One of the historical traditions that informs the United States and therefore New York is the English one. In fact, if a new film is to be believed, Britain no longer has anything new to offer (although Naked by Mike Leigh did just that), except to be a satellite of the United States.

It starts with the title, Once Upon a Time in the Midlands, a reference to Once Upon a Time in the West (1968) and Once Upon a Time in America (1984) by spaghetti-western maestro Sergio Leone.

It’s all heavily ironic, of course, because this Scottish lassie Shirley (Shirley Henderson) and her daughter live with one Dek (Rhys Ifans), who proposes to her on a very American-style TV programme. Dek, however, has an equal passion for his souped-up Ford Sierra. Get it? But the criminal father of Shirley’s child, that good-for-nothing Glaswegian Jimmy (Robert Carlyle), sees this and sets off for her Midlands town, accompanied by some fine (mid)western music and plenty of Coca-Cola advertisements in the background.

He is coming to reclaim what is his. It’s time for a punch-up at the OK Bazaars or suchlike, but this mostly incomprehensible tale doesn’t come anywhere near the satirical heights of that Japanese masterpiece, Tampopo, in which the mythical striving for freedom in the cowboy west is equated with the quest for the perfect, urban noodle.

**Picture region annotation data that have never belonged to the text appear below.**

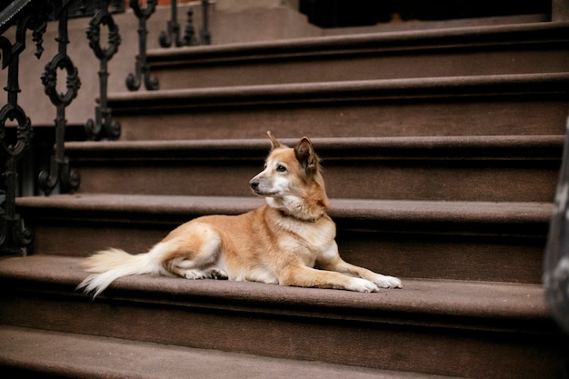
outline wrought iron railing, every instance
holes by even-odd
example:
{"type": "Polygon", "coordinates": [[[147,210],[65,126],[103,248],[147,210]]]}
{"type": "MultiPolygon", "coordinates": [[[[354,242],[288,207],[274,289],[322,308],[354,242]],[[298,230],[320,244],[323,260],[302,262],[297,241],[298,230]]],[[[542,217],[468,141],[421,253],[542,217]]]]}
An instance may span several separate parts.
{"type": "Polygon", "coordinates": [[[569,333],[569,118],[545,247],[544,285],[551,314],[569,333]]]}
{"type": "MultiPolygon", "coordinates": [[[[136,57],[135,74],[126,78],[126,87],[135,91],[141,87],[144,77],[145,87],[148,90],[158,89],[158,80],[151,77],[150,67],[146,62],[146,20],[156,7],[156,0],[147,0],[142,8],[138,1],[131,0],[130,6],[139,20],[139,55],[136,57]]],[[[208,0],[202,0],[203,26],[200,38],[195,37],[193,14],[188,11],[185,35],[180,39],[180,26],[177,23],[177,2],[172,1],[172,18],[168,30],[160,36],[163,46],[191,45],[208,45],[208,0]]],[[[18,105],[20,87],[18,83],[20,54],[25,49],[26,33],[32,31],[35,43],[35,56],[39,59],[43,53],[43,35],[48,22],[56,21],[58,35],[55,38],[58,51],[45,65],[41,81],[45,95],[55,106],[55,144],[51,157],[49,170],[39,174],[38,185],[41,190],[49,194],[57,190],[61,193],[71,192],[79,186],[78,173],[70,169],[69,160],[65,154],[66,129],[65,108],[74,101],[81,87],[77,67],[67,54],[69,44],[67,20],[70,17],[90,16],[86,27],[89,46],[100,61],[99,104],[95,108],[95,118],[88,119],[85,128],[87,138],[92,140],[117,139],[121,134],[121,125],[112,120],[112,112],[107,105],[107,64],[118,51],[121,37],[118,25],[113,15],[125,12],[125,0],[13,0],[7,5],[0,5],[0,51],[2,68],[8,70],[7,103],[0,109],[0,254],[25,254],[26,248],[34,241],[33,232],[25,227],[24,221],[15,212],[15,198],[18,195],[18,161],[29,148],[34,135],[32,123],[25,111],[18,105]],[[101,26],[106,26],[106,45],[101,45],[101,26]],[[4,36],[11,27],[15,28],[15,41],[4,36]],[[57,89],[58,72],[66,74],[65,93],[57,89]],[[15,122],[17,125],[9,125],[15,122]]]]}
{"type": "MultiPolygon", "coordinates": [[[[569,14],[566,0],[554,0],[553,4],[554,8],[557,9],[555,14],[566,19],[569,14]]],[[[135,73],[128,75],[126,78],[126,86],[132,91],[138,90],[144,83],[147,90],[155,90],[159,83],[155,77],[151,76],[150,66],[146,62],[146,21],[155,10],[156,0],[147,0],[145,7],[141,7],[136,0],[130,0],[129,5],[139,20],[139,54],[135,73]]],[[[159,37],[163,47],[210,44],[208,0],[202,0],[201,5],[204,18],[199,38],[194,29],[191,7],[187,12],[185,35],[181,36],[181,28],[177,22],[177,2],[172,0],[171,19],[166,25],[166,30],[159,37]]],[[[115,24],[113,15],[124,11],[124,0],[14,0],[0,9],[2,68],[8,71],[5,88],[7,102],[0,109],[0,156],[5,159],[4,165],[0,165],[0,253],[21,254],[25,252],[34,240],[32,231],[25,227],[15,212],[15,197],[18,192],[17,162],[29,148],[34,135],[31,121],[18,105],[19,56],[26,47],[26,32],[32,32],[35,55],[39,58],[44,52],[42,37],[47,23],[58,21],[58,52],[45,65],[41,78],[45,93],[56,109],[55,146],[50,169],[41,172],[38,181],[45,194],[55,189],[69,192],[79,186],[80,176],[70,169],[65,155],[65,108],[77,95],[81,82],[77,68],[67,55],[67,19],[70,16],[91,16],[86,35],[90,47],[100,61],[99,105],[95,109],[95,118],[85,123],[87,137],[93,140],[116,139],[120,136],[121,126],[118,122],[112,120],[112,112],[107,105],[107,63],[116,54],[121,43],[119,28],[115,24]],[[12,26],[16,28],[14,42],[3,36],[12,26]],[[101,45],[101,26],[108,28],[107,45],[105,47],[101,45]],[[61,70],[66,73],[66,92],[64,94],[56,89],[57,72],[61,70]],[[15,121],[15,126],[6,125],[15,121]]],[[[569,121],[567,130],[555,211],[552,217],[545,252],[544,282],[552,314],[569,332],[569,121]]]]}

Nor does it have the guts, foolish or otherwise, to say that it is unashamedly pro-American, as did that rather dull Australian comedy The Dish. And it finally buries itself by implying that a real man must not sometimes tell necessary white lies to a child, but that he must be a snitch.

But if the above countries are showing their allegiance to the United States in one way or another, then that country seems to have lost its own plot along the line. Except for a small, independent film called Tadpole.

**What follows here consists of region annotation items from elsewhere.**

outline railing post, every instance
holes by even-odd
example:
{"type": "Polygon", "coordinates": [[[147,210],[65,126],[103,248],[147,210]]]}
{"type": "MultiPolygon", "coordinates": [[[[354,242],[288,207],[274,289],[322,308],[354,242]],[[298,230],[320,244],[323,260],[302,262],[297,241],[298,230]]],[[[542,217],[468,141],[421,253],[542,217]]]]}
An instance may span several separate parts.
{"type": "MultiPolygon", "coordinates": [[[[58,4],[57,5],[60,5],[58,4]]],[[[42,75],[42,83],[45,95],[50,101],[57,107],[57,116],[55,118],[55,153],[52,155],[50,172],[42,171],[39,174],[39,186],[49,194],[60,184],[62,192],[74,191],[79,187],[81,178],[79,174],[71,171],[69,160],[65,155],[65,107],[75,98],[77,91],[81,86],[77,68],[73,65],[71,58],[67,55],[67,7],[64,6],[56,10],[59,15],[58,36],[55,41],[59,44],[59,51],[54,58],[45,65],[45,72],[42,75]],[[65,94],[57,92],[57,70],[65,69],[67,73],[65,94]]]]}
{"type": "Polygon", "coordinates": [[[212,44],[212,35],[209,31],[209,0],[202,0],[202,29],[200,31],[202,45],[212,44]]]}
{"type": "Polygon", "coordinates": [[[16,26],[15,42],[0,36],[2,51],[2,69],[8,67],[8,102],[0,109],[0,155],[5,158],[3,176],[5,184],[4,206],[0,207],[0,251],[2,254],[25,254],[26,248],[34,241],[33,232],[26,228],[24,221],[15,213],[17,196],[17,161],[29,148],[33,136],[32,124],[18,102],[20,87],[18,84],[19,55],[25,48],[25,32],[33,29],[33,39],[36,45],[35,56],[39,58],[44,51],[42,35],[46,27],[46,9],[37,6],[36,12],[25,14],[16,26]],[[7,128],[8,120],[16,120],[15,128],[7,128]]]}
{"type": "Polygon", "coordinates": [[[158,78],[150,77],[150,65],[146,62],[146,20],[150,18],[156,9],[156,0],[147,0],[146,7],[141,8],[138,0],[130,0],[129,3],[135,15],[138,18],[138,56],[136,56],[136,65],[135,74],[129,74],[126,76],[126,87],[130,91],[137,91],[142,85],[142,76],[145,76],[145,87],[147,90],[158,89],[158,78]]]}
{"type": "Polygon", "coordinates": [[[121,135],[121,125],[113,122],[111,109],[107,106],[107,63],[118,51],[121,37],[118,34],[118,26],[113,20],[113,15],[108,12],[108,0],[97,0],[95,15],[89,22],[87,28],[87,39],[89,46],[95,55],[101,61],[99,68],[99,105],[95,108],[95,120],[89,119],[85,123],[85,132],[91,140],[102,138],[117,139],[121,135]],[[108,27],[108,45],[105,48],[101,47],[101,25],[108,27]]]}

Shot on grainy, low-budget Super 16mm and only 78 minutes long, this Sundance festival hit concerns one Oscar (Aaron Stanford) who is not your average 15-year-old. For one thing, he likes to read a writer whose country (France) has a somewhat more ambiguous, though not necessarily less vigorous, relationship to America than England does. Oscar reads and precociously quotes from the 18th century writer Voltaire’s Candide who, as we all know, was a German lad who went out into the philosopher Leibniz’s “best of all possible worlds” and, frankly, saw his arse. Oddly, France and Germany are the two European countries still advising the United States (as of January 27 2003) to refrain from war with Iraq.

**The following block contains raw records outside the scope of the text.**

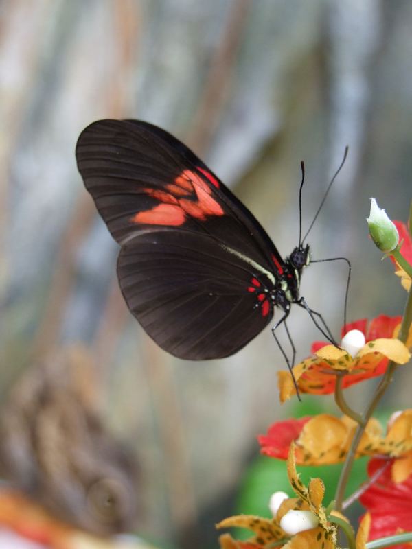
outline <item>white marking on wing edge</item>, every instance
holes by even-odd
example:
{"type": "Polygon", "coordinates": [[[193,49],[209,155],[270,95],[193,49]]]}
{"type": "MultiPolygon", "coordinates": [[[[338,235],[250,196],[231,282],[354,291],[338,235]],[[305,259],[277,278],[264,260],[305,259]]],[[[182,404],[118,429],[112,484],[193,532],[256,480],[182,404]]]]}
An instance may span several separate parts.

The movie is set in what that calm, rational artist William Kentridge, in a recent M&G interview, called that “calm, rational city”, New York [See Art and industry]. Oscar is understandably smitten by his stepmother, Eve (Sigourney Weaver). His father (John Ritter) is a politically correct Jewish historian; his stepmother’s best friend (Bebe Neuwirth, as in Lilith Crane of Cheers and Frasier fame) is a predatory chiropractor.

Set around Thanksgiving, this deceptively simple tale becomes a love song to a city — with great, budget-consuming songs from Billy Joel, Simon and Garfunkel and David Bowie — to older women, younger men … the whole damn thing.

Stanford is perfectly cast as the nebbish boy who starts off being annoying and ends up with the froggish, world-weary good looks of a young Jean-Paul Sartre. It’s a tale that could have been told anywhere, including Africa, and it has an unusual, probably unintended, poignancy about it.

More than a love song, this wise, witty, sophisticated and utterly civilised little comedy has about it the air of a moving requiem for an America and New York that might never be again.

Moreover, given the current global crisis, it makes one wonder whether Monsieur Voltaire knew something we don’t when he advised Candide and his “beloved” Cunegonde, to hold their tongues and cultivate their garden near what is known today as Istanbul.